The working out of this system, however, must await fresh evidence, and all I would do now is to emphasise the importance of colour in such investigations, and to urge the collection of fresh material.[79]

(d) Animal, Vegetable, and Mineral Souls

Hitherto I have treated of human souls only, but animal, mineral, and vegetable souls will now be briefly discussed. Speaking generally, I believe the soul to be, within certain limits, conceived as a diminutive but exact counterpart of its own embodiment, so that an Animal-soul would be like an animal, a Bird-soul like a bird; however, lower in the scale of creation it would appear that the Tree- or Ore-souls, for instance, are supposed, occasionally at least, to assume the shape of some animal or bird. Thus the soul of Eagle-wood is thought to take the shape of a bird, the soul of Tin-ore that of a buffalo, the Gold-soul that of a deer.[80] It has, however, always been recognised that the soul may enter other bodies besides its own, or even bodies of a different kind to its own, and hence these may be only apparent exceptions to the rule that the soul should be the counterpart of its own embodiment.[81]

“Among races within the limits of savagery, the general doctrine of souls is found worked out with remarkable breadth and consistency. The souls of animals are recognised by a natural extension from the theory of human souls; the souls of trees and plants follow in some vague, partial way, and the souls of inanimate objects expand the general category to its extremest boundary.”[82]
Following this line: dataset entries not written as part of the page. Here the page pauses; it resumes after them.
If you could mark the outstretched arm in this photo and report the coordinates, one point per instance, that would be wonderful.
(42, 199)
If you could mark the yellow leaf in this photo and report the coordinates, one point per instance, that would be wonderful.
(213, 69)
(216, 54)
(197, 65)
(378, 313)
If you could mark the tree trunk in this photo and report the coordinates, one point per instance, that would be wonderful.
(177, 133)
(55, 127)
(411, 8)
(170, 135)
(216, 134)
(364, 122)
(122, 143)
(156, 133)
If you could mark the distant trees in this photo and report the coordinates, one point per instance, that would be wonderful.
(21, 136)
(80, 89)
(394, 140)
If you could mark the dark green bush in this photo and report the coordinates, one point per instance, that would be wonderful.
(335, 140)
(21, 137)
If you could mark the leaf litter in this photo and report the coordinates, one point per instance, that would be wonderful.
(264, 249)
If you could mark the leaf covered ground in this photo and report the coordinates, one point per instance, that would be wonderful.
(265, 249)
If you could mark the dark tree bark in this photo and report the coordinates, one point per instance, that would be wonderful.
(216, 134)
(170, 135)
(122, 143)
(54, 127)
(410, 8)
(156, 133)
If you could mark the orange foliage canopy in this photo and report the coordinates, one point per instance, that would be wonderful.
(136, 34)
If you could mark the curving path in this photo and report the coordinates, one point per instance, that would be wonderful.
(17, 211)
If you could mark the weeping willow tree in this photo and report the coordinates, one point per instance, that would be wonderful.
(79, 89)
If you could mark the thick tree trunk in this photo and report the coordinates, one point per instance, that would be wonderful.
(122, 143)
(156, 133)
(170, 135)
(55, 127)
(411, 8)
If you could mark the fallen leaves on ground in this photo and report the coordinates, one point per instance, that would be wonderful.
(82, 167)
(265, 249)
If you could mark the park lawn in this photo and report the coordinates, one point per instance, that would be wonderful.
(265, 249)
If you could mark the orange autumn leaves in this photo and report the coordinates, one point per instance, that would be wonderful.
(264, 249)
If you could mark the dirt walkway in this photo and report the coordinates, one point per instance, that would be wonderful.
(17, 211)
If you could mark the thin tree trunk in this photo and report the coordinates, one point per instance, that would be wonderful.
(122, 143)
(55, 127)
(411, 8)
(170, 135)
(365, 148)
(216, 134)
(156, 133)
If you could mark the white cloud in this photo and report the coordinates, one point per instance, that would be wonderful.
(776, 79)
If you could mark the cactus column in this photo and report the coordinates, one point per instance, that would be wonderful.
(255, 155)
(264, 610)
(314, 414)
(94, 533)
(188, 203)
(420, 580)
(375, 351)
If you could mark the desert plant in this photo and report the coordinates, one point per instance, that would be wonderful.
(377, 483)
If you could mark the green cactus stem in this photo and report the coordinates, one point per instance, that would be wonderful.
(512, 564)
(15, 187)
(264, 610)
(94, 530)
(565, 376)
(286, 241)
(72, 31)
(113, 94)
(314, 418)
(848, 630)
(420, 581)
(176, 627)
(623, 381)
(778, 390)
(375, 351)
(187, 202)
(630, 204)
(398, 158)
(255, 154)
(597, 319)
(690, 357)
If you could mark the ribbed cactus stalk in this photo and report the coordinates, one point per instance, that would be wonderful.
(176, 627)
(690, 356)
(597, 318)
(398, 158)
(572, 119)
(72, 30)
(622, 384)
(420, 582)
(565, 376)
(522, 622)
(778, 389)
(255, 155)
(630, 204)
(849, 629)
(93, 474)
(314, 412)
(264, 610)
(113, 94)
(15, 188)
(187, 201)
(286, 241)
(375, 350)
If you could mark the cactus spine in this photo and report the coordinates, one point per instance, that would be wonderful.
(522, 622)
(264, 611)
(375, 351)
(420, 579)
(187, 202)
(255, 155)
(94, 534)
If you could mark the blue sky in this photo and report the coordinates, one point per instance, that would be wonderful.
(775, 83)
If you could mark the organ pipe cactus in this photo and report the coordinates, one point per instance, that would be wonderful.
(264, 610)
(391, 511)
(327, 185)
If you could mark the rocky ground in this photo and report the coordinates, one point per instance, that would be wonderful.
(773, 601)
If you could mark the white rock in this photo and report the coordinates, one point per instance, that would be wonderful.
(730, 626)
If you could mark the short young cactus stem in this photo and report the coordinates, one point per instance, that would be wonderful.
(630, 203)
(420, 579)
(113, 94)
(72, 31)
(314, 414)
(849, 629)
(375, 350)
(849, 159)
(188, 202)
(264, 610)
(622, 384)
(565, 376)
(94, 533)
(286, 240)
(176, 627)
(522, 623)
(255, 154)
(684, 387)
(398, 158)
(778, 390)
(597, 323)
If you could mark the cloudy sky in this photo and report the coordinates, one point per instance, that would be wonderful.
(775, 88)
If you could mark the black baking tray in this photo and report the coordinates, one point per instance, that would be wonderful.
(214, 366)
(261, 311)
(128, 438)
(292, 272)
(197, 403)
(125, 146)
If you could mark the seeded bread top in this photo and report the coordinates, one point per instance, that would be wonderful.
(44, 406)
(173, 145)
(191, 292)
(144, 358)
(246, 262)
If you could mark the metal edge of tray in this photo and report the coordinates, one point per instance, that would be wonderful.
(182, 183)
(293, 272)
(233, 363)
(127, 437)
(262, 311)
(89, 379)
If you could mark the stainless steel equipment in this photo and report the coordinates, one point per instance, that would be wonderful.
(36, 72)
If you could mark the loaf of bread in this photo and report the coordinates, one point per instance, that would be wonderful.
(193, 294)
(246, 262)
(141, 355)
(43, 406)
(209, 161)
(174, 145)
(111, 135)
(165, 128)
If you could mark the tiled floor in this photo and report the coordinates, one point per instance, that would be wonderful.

To the Malay who has arrived at the idea of a generally animated Nature, but has not yet learned to draw scientific distinctions, there appears nothing remarkable or unnatural in the idea of vegetation-souls, or even in that of mineral-souls—rather would he consider us Europeans illogical and inconsistent were he told that we allowed the possession of souls to one half of the creation and denied it to the other.